Dave Arcari, Lee Patterson live at King Tuts in Glasgow
There are ways to spend a Monday night. Cleaning your oven comes to mind as does fixing that shelf in the bedroom. A trip to dear old King Tuts wouldn’t normally figure in your plans but tonight there was the double trouble attraction of Dave Arcari – tonight launching his new album “Devil’s Left Hand” - and Lee Patterson. Sometimes you’ve just got to go with the flow.

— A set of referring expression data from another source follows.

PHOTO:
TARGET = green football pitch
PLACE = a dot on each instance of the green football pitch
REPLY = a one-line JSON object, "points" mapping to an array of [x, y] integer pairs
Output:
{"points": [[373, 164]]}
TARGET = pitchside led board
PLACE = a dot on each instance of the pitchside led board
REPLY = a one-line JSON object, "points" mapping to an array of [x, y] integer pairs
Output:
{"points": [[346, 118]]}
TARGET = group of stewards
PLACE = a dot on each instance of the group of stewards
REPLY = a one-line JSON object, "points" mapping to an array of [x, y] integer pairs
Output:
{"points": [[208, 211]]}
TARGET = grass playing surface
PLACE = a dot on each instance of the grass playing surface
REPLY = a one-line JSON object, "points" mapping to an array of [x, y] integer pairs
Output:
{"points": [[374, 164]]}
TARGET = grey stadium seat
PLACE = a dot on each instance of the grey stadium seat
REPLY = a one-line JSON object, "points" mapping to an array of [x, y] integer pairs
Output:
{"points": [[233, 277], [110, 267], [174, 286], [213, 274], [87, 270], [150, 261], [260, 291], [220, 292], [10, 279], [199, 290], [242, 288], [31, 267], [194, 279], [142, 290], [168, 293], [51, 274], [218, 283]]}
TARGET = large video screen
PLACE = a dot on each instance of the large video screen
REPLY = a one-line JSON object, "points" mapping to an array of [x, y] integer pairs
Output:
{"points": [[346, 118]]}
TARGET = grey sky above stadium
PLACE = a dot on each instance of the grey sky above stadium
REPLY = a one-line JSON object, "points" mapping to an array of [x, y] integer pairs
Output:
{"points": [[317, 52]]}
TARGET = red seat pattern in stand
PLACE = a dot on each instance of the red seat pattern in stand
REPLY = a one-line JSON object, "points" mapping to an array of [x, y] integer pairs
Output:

Let’s consider the wonder of Lee Patterson first. He’s something of an enigma. Affable yet somewhat restrained between songs, he sings like he has the monkey on his back whilst beating the defenceless microphone stand with sticks and tambourine. That very physical performance works every time in keeping the audience’s attention and neatly obscures the humanity and warmth that find a home in the words of his songs. Of course there’s humour too and watching the King Tuts stage manager lady realise what “Whores of Baltimore” was all about was a reward in itself. Anyway, Lee Patterson also writes songs about barmaids and that very honourable course of action marks him out as a gentleman in my book. One thing is certain about Lee Patterson - you can guarantee that the stamp of mediocrity will never ever be found on him.
Time for Dave Arcari to stake his claim on the stage. Not one to be restricted to the perfunctory run through expected of an album launch, Dave fuels up on the whisky – and refuels regularly throughout his set too - before launching into a proper, extended set that showed him to be a genuine entertainer and, while mixing the raw rasp of his voice with a too often unnoticed dexterity on his trusty resonator guitar, he soon transported the audience into Arcari country. Arcari country, fortunately, is an interesting place filled with much more variety than you would expect of a bluesman as you’ll find Robert Burns in there sharing a drink with Johnny Cash whilst Dave howls and growls in all twelve bars. I’ve often been to King Tuts and thought it had a big stage but tonight it seemed barely big enough to contain the critical mass of Glasgow’s blues madman. I’ll raise my glass to that any day of the week.
The rain dances insolently in the street outside. The Scotrail train set gives up the ghost at the sight of more than a few puddles. So, was this Monday night excursion worth the bath on the way home? I reckon it was.